Welcome to the abstract of my Masters thesis...

Using Adaptation and Goal Context to Automatically Generate Individual Personalities for Virtual Characters

Personality is a key component of characters that inhabit immersive virtual environments, such as games and virtual agent applications. In order to be distinguishable from other characters in the environment, each character should have its own personality in the form of different observable behaviour, not solely in its physical appearance or animation. Previous work in this field has mostly relied on time-consuming, handcrafted characters and static, trait-based approaches to personality. Our goal is a method to develop complex, individual personalities without handcrafting every behaviour.

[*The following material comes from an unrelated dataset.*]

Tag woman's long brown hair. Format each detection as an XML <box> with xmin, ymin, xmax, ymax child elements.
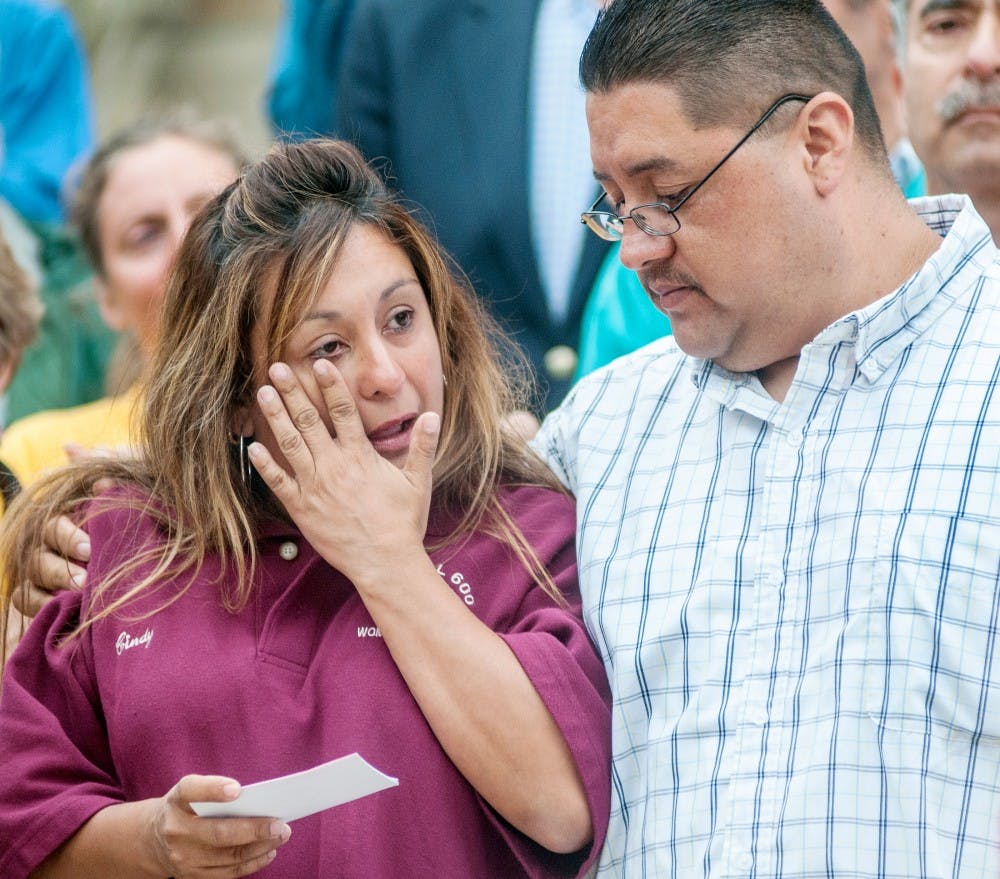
<box><xmin>0</xmin><ymin>139</ymin><xmax>567</xmax><ymax>658</ymax></box>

Unlike most implemented versions of personality theories, cognitive-social theories of personality address how personality is developed and adapts throughout childhood and over our lifetimes. Cognitive-social theories also emphasise the importance of situations in determining how we behave. From this basis, we believe that personality should be individual, adaptive, and based on context. Characters in current state-of-the-art games and virtual environments do not demonstrate all of these features without extensive handcrafting.

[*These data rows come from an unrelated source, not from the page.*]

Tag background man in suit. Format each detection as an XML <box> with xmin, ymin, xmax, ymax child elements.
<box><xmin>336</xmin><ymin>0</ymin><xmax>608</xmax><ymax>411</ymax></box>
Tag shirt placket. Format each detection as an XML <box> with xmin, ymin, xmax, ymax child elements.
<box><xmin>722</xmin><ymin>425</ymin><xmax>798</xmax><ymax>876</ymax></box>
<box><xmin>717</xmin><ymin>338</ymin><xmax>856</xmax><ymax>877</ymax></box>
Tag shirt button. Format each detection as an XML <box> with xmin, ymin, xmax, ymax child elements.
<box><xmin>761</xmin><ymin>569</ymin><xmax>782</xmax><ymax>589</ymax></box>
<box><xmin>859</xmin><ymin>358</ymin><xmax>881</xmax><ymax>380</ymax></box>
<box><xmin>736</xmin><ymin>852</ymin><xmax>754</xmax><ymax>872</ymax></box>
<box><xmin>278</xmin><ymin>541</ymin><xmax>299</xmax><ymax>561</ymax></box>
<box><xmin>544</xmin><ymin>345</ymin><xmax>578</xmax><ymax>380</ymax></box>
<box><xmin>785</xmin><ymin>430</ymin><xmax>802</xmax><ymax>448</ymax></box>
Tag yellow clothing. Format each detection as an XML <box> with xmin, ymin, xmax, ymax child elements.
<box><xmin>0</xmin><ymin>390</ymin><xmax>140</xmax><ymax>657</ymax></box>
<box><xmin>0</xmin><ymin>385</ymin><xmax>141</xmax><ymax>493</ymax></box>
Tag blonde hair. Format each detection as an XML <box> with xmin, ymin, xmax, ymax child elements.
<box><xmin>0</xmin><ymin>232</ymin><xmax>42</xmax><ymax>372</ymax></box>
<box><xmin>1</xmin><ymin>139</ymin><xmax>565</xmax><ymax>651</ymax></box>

We propose a model where personality influences both decision-making and evaluation of reward. Characters use their past experiences in the form of simple somatic markers, or gut-instinct, to make decisions; and determine rewards based on their own personal goals, rather than via external feedback. We evaluated the model by implementation of a simple game and tested it using quantitative criteria, including a purpose-designed individuality measure. Results indicate that, although characters are given the same initial personality template, it is possible to develop different personalities (in the form of behaviour) based on their unique experiences in the environment and relationships with other characters. This work shows a way forward for more automated development of personalities that are individual, context-aware and adapt to users and the environment.